As predicted in this space a few weeks ago, the Republican voters of Iowa have rejected Trump. Not by much, admittedly, but he was as late as last weekend being trumpeted as a runaway winner.
That’s the good news. The bad news is that they selected Ted Cruz. Well they had to go somewhere, I suppose, and coming from an agricultural state with deep conservative roots they were unlikely to go for the liberal alternative, of which there isn’t one in sight in the GOP anyway.
Cruz thanked the voters of Iowa and God, I think in that order. Whatever the order, the crisp winter air was thick with prayers of thanksgiving to the Almighty.
Marco Rubio did well to run Trump a close third. His credibility will have been done no harm, though what the difference is between him and Cruz I’m hard-pressed to articulate. Actually, it’s in that last word. Rubio is the more articulate.
If the Republican race is confused, the Democrats are in a mess. Hillary Clinton is the closest to a national figure on either side – a former secretary of state and wife of a former president – and she can’t beat a geriatric with a barely credible left-wing manifesto. She may squeak through Iowa – I’m told the toss of a coin may decide it – but her credibility has suffered a serious blow. Pre-caucus opinion polls suggest that voters think she is more electable than Sanders but that she is less trustworthy. And while she beats Sanders among older voters, she seems to have little appeal to younger ones – which is a very bad sign, and astonishing given that her opponent is well into his eighth decade.

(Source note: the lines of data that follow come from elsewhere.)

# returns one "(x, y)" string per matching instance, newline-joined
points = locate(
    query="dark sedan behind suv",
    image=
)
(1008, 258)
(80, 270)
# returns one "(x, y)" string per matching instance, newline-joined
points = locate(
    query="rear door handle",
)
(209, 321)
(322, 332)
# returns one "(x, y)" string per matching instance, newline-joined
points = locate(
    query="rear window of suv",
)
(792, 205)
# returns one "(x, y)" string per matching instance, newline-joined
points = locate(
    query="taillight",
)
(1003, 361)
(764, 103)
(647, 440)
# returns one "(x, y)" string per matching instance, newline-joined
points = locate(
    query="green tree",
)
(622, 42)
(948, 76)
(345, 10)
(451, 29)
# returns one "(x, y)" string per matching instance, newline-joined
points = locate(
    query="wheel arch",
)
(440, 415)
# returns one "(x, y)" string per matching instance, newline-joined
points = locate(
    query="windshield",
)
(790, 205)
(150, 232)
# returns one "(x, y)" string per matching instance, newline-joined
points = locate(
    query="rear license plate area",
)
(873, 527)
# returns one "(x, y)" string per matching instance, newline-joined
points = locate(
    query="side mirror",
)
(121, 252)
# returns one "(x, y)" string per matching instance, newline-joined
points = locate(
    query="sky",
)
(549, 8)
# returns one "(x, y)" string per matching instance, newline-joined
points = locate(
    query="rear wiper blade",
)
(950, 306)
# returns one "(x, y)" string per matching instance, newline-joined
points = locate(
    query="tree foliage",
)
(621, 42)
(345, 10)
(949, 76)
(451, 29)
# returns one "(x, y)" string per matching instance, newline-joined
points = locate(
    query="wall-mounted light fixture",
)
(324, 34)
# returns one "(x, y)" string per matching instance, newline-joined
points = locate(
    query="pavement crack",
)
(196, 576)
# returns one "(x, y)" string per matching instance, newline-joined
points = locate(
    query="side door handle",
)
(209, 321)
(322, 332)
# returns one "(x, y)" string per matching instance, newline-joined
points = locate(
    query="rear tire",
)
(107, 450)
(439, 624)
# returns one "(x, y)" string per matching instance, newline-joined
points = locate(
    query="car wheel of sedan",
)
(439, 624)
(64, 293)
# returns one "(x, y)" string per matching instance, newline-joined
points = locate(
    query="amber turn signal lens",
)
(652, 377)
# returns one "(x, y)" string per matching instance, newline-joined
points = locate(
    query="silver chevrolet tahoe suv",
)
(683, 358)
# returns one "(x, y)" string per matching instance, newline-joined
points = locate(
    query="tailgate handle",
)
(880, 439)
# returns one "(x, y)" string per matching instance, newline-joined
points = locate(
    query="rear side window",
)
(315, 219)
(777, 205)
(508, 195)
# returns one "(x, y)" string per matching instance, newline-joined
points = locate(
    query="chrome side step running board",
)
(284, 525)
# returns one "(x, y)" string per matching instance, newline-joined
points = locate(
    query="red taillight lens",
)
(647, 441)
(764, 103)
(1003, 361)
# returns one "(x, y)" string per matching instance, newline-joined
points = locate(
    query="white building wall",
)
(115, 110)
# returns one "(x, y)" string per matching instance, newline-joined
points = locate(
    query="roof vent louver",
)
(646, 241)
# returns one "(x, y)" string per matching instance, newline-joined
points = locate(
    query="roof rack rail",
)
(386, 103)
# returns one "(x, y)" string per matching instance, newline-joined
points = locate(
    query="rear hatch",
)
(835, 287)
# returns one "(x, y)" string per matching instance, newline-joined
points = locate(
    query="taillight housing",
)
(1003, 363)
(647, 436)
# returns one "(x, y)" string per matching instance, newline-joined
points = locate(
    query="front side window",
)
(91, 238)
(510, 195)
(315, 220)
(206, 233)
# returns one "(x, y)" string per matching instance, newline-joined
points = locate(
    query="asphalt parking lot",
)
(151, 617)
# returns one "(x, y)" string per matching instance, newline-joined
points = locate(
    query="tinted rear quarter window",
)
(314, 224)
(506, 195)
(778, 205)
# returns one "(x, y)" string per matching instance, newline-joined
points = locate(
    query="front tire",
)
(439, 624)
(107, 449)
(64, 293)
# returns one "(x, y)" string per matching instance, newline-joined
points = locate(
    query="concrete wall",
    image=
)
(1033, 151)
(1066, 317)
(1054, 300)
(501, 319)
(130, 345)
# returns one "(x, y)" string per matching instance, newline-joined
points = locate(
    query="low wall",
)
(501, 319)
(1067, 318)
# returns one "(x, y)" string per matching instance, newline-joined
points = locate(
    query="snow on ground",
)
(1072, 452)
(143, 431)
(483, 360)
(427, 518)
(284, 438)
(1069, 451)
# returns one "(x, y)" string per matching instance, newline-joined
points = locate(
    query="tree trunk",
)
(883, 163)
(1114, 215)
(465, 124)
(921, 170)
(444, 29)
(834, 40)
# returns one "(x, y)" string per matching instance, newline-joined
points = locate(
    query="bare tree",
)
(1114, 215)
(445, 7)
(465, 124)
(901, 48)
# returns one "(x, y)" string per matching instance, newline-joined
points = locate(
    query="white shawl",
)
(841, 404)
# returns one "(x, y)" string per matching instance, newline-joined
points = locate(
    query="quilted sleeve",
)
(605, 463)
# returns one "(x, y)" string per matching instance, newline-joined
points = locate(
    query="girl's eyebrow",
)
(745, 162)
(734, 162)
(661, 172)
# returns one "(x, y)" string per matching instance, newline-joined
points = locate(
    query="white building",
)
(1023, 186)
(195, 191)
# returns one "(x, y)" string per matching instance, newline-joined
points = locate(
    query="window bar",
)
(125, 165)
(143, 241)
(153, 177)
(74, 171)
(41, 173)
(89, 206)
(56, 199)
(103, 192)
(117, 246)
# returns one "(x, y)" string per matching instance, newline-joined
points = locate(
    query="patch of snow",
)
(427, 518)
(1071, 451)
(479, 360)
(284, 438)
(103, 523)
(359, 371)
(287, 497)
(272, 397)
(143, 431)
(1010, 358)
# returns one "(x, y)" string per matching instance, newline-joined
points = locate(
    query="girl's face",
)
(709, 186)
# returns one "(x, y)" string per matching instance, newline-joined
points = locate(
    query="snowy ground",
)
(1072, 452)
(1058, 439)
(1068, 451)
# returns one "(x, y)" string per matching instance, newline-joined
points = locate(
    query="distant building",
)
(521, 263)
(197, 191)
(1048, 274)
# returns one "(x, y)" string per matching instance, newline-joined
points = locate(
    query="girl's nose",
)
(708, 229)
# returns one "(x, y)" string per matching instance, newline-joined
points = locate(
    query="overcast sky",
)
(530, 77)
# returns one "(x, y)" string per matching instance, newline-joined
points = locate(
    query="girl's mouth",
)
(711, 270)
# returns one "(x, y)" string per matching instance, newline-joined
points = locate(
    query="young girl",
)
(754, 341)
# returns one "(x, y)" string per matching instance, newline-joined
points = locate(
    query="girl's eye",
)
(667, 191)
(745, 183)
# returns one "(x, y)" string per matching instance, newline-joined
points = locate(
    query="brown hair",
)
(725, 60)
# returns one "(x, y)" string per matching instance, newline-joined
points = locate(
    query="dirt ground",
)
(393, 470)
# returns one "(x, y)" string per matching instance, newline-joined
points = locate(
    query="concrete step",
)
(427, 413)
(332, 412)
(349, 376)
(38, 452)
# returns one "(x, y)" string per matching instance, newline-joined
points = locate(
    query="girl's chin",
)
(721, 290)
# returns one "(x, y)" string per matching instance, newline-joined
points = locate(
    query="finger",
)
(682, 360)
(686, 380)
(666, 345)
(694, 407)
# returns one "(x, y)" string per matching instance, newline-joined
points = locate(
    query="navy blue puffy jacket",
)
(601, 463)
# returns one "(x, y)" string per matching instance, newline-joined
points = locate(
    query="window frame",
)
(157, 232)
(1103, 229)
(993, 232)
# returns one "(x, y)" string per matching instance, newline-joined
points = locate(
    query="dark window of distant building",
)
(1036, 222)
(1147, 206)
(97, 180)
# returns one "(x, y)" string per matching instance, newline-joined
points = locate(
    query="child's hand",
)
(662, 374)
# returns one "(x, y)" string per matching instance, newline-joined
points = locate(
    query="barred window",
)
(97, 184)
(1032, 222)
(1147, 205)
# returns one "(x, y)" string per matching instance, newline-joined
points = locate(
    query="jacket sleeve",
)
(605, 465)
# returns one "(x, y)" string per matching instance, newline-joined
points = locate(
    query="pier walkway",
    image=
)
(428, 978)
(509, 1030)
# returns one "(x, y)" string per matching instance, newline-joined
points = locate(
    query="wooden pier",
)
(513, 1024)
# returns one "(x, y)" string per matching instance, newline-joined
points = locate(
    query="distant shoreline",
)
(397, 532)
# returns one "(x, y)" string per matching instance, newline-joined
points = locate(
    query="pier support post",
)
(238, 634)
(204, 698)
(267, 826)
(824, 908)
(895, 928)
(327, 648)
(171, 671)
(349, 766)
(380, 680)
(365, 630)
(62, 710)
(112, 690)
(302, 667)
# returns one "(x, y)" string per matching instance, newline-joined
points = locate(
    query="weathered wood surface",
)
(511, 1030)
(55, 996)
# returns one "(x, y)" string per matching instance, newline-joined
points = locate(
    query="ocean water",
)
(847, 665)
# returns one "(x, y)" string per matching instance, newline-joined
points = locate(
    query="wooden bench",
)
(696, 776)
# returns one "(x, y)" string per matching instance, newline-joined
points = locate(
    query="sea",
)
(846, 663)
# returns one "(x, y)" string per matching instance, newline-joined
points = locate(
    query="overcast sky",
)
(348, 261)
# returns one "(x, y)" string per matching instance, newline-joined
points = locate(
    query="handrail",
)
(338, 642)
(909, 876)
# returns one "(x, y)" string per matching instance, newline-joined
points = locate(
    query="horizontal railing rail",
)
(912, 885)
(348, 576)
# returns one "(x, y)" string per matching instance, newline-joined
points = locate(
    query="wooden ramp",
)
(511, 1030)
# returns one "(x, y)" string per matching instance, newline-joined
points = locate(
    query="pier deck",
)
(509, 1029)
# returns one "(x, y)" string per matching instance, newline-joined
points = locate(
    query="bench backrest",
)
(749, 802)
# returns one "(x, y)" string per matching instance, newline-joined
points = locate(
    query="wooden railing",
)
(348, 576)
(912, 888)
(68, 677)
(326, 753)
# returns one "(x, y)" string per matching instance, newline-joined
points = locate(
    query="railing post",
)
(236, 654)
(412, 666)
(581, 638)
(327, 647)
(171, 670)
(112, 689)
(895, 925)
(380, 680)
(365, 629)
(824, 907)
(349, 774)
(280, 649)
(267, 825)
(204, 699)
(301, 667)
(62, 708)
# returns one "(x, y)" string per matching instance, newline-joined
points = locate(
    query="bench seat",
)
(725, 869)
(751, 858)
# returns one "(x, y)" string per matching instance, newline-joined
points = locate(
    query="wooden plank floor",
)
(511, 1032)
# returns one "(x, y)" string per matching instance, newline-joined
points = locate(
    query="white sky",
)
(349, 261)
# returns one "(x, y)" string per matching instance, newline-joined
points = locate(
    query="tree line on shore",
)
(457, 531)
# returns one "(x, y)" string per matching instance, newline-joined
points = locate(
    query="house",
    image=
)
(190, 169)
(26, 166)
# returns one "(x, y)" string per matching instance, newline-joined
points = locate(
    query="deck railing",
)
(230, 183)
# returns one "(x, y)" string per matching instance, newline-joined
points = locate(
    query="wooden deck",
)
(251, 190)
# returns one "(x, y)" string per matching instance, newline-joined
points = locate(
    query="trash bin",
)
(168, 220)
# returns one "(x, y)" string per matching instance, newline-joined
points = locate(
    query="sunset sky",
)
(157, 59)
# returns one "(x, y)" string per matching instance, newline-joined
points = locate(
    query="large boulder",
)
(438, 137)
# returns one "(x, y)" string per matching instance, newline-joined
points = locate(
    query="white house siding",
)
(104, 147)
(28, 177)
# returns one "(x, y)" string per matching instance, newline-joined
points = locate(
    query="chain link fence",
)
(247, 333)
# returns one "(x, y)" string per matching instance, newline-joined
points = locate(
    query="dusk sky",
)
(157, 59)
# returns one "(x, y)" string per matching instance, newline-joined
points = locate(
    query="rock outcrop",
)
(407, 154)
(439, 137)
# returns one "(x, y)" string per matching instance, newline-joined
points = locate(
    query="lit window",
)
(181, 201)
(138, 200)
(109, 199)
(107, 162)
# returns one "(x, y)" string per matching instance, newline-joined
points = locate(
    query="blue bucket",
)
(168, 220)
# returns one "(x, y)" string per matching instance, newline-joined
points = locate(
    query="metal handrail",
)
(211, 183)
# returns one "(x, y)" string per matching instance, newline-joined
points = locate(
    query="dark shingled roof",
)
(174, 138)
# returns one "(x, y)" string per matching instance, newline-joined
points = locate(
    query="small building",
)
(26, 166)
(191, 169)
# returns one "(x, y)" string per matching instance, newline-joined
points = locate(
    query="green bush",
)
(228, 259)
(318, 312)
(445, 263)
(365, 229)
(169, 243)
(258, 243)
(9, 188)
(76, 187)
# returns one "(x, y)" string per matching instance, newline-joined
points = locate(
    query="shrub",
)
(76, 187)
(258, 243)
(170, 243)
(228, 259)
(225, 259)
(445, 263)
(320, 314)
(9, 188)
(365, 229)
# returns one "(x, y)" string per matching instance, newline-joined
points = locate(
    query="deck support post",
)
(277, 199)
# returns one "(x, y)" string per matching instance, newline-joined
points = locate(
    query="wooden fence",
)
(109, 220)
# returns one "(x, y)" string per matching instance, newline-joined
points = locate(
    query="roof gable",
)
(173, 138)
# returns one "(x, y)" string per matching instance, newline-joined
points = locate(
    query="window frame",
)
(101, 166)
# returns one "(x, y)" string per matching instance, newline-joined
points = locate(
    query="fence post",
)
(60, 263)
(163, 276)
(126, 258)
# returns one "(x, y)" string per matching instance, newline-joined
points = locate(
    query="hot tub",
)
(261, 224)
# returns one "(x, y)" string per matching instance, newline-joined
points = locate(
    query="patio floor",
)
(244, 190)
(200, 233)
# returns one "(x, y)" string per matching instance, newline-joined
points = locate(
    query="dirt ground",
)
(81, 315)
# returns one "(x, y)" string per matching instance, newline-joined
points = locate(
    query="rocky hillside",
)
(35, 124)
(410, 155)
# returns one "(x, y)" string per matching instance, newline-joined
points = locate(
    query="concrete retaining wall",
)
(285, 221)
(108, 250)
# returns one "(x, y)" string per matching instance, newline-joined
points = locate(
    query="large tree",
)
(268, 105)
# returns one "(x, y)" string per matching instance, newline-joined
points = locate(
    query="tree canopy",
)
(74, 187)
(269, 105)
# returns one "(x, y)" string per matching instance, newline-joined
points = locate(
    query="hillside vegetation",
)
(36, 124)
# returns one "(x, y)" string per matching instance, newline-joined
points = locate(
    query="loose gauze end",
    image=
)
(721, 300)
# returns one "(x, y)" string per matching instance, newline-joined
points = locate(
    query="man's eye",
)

And so, it’s on to New Hampshire, where anything can happen and often does.
Trump may prevail there, but my money is on Rubio making inroads into the Trump and Cruz votes and gathering momentum as candidates fall by the wayside.
Hillary must surely win for the Democrats, if not in New Hampshire then in the long run. Who else is there for middle-of-the-roaders and liberals? Mike Bloomberg, perhaps. He’d get my vote, but I’m not confident I’ll get to exercise it. Bloomberg will not enter the race if each of the main parties has a credible candidate and as likely as not the two will be Clinton and Rubio.
It could be worse, I suppose. It looked worse a few days ago. Thank you Iowa.